Prince of Persia: The Sands of Time

Jake Gyllenhaal got his ass in super shape for this video-game movie. He’s got big muscles and impressive posture—I mean, the boy doesn’t slouch at all, and you could use his spine as a level. What Jake didn’t get was a coherent script. There’s some psychobabble about a magic knife that allows time-travel, and one meaningless set piece after another.
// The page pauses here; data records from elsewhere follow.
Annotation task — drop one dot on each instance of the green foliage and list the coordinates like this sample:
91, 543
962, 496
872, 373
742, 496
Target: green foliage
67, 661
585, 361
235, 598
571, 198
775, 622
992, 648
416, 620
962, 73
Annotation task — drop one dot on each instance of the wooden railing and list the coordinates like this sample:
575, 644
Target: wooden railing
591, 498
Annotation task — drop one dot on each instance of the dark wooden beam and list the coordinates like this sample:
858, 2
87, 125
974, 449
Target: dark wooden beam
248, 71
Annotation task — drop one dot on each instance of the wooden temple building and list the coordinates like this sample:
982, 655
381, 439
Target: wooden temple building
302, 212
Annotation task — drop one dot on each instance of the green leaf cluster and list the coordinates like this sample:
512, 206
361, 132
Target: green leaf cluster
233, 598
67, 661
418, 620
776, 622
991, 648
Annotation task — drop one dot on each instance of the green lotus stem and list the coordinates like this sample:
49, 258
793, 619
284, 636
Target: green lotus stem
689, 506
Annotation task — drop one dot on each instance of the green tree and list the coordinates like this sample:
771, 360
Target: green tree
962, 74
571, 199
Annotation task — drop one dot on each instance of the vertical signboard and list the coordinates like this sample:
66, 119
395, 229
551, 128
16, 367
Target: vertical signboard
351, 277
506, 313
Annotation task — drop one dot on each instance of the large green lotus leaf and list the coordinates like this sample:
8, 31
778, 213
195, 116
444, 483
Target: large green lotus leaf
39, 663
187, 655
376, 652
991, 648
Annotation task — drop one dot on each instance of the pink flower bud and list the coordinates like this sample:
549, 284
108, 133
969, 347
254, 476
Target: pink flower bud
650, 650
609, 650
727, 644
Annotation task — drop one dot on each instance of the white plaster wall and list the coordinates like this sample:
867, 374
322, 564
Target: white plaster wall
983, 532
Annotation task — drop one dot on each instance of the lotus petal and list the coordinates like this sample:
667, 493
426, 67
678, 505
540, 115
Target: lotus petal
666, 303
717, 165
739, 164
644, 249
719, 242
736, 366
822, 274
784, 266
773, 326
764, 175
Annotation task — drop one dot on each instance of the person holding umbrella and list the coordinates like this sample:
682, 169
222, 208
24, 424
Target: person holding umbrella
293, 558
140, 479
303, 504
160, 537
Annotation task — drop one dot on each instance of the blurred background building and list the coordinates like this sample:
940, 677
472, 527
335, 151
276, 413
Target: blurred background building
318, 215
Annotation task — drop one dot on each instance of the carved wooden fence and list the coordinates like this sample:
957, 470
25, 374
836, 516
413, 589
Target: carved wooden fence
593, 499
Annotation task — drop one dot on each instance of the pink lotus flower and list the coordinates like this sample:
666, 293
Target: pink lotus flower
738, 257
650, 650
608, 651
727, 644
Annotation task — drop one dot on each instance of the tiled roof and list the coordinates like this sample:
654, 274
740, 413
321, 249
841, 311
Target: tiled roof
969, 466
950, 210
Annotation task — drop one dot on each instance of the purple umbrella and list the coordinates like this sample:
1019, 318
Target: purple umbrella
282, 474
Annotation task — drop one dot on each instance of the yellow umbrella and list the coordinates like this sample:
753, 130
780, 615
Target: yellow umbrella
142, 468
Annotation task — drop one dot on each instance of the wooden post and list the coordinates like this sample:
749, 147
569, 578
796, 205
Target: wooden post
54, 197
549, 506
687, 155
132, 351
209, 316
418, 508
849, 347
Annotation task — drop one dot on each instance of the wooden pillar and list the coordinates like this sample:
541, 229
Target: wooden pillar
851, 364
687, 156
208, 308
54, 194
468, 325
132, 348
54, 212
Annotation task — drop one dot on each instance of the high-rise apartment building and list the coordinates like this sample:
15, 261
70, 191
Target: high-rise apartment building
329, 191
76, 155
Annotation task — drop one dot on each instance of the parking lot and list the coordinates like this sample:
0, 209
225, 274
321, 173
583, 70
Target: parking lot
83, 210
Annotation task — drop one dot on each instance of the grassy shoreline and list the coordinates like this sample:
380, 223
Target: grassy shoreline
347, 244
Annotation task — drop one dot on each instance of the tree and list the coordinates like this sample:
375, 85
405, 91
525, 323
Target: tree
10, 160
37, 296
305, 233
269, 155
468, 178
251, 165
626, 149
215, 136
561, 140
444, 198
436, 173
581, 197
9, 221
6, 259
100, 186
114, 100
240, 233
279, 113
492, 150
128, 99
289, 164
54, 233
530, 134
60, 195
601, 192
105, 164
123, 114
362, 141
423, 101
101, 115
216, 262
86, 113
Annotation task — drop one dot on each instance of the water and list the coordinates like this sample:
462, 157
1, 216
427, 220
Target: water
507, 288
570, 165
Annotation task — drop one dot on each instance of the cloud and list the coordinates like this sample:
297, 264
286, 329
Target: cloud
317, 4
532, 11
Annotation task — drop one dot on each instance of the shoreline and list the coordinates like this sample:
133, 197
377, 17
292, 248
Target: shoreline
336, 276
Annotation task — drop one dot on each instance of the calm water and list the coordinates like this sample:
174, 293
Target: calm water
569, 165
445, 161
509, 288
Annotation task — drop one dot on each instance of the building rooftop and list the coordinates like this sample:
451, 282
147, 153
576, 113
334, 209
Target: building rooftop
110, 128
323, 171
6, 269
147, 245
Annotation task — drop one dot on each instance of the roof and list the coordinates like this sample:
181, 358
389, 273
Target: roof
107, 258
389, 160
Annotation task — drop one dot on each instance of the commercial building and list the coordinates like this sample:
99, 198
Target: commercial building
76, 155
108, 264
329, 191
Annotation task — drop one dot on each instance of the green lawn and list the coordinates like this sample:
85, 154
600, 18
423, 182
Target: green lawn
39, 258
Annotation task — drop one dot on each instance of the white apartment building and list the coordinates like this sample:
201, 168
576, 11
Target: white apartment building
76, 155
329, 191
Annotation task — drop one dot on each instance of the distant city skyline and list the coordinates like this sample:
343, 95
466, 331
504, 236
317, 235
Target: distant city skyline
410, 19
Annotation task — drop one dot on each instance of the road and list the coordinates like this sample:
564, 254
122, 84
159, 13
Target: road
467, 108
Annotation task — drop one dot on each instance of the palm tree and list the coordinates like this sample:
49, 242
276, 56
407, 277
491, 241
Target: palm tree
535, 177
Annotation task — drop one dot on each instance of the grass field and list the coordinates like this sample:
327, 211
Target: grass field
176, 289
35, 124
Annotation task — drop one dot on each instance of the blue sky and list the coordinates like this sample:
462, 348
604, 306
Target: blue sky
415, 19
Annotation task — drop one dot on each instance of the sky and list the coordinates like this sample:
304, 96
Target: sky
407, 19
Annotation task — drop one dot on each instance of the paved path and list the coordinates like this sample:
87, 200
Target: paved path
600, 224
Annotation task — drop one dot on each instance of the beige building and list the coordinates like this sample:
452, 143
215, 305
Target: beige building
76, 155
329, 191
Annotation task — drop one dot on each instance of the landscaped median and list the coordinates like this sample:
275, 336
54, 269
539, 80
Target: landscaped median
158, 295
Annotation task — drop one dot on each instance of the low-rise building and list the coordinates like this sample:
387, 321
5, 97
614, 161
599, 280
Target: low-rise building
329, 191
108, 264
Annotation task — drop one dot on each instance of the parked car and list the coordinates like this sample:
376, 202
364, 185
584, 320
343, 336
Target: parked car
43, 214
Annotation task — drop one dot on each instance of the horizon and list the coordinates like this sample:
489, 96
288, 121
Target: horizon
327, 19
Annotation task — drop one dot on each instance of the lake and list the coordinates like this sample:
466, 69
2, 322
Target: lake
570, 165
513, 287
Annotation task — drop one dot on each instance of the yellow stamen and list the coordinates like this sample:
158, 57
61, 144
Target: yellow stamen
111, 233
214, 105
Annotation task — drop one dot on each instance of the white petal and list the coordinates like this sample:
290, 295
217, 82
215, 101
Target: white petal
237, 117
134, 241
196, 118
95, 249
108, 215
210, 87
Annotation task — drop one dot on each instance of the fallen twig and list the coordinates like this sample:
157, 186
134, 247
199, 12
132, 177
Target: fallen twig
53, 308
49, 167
Lots of money went into costumes, sets and endless CGI, yet little energy was given to creating a story that anybody could give a damn about. As for the supporting cast, only Alfred Molina, as a shifty ostrich-racer, even registers. Gyllenhaal could make a decent action hero, but this particular franchise may stop at one movie. Sorry, Jake, but your super-amazing workout regimen is the only thing worth noting about this film.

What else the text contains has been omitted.